A method for selecting either the horizontal or vertical planar mode based on the DIMD mode (hereinafter, referred to as DIMD mode-based selection method 1) may be adaptively used based on at least one of the size or the slice type of the current block.

Specifically, when the size of the current block is less than a predetermined threshold size, the DIMD mode-based selection method 1 may be used, otherwise, the DIMD mode-based selection method 1 may not be used. Here, the size of the current block may be defined by at least one of the width or the height, or may be defined as a minimum/maximum value of the width and the height, or a product of the width and the height. The threshold size is pre-defined identically for the encoding apparatus and the decoding apparatus, and may be 32, 64, 128, 256, 516, or greater. As an example, when the size of the current block is less than 32×32, the DIMD mode-based selection method 1 may be used, otherwise, the DIMD mode-based selection method 1 may be restricted from being used. When the product of the width and the height of the current block is less than 1024, the DIMD mode-based selection method 1 may be used, otherwise, the DIMD mode-based selection method 1 may be restricted from being used. When either the width or the height of the current block is less than 32, the DIMD mode-based selection method 1 may be used, otherwise, the DIMD mode-based selection method 1 may be restricted from being used. Alternatively, the threshold size may be variably determined based on information indicating the maximum size of a block for which the DIMD mode is allowed. The information may be signaled in at least one of the VPS, the PPS, the PH, the APS, or the SH.

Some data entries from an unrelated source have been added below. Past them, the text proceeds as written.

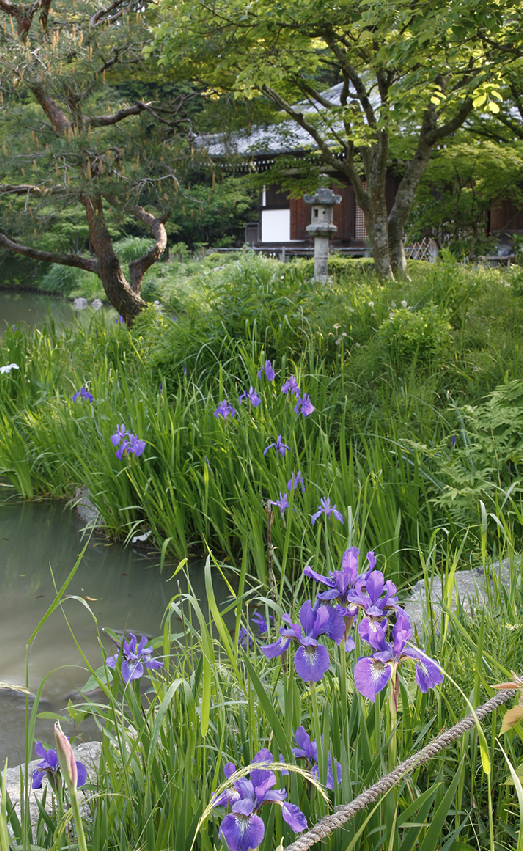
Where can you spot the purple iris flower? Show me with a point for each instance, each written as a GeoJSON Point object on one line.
{"type": "Point", "coordinates": [224, 410]}
{"type": "Point", "coordinates": [296, 481]}
{"type": "Point", "coordinates": [135, 658]}
{"type": "Point", "coordinates": [311, 659]}
{"type": "Point", "coordinates": [282, 503]}
{"type": "Point", "coordinates": [309, 750]}
{"type": "Point", "coordinates": [251, 397]}
{"type": "Point", "coordinates": [280, 447]}
{"type": "Point", "coordinates": [50, 765]}
{"type": "Point", "coordinates": [243, 829]}
{"type": "Point", "coordinates": [130, 444]}
{"type": "Point", "coordinates": [304, 405]}
{"type": "Point", "coordinates": [136, 446]}
{"type": "Point", "coordinates": [340, 584]}
{"type": "Point", "coordinates": [372, 673]}
{"type": "Point", "coordinates": [377, 598]}
{"type": "Point", "coordinates": [84, 394]}
{"type": "Point", "coordinates": [327, 509]}
{"type": "Point", "coordinates": [291, 386]}
{"type": "Point", "coordinates": [119, 435]}
{"type": "Point", "coordinates": [268, 370]}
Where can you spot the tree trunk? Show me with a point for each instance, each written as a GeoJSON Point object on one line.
{"type": "Point", "coordinates": [376, 226]}
{"type": "Point", "coordinates": [124, 299]}
{"type": "Point", "coordinates": [398, 260]}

Since the DIMD mode-based selection method 1 is used when the size of the current block is less than a predetermined threshold size, the signaling of the planar direction flag may be omitted. On the other hand, since the DIMD mode-based selection method 1 is not used when the size of the current block is greater than or equal to the predetermined threshold size, the planar direction flag may be signaled, and either the horizontal or vertical planar mode may be selected based on the signaled planar direction flag. By adaptively using the DIMD mode-based selection method 1 depending on the size of the current block, efficient signaling of the planar direction flag between a block size with a low occurrence frequency and a block size with a high occurrence frequency may become possible, and improvement of the processing speed in the encoding/decoding apparatus can be expected.

Alternatively, without signaling the above-described second planar flag and planar direction flag, based on the DIMD mode, the intra prediction mode of the current block may be derived as one of the non-directional planar mode, the horizontal planar mode, or the vertical planar mode.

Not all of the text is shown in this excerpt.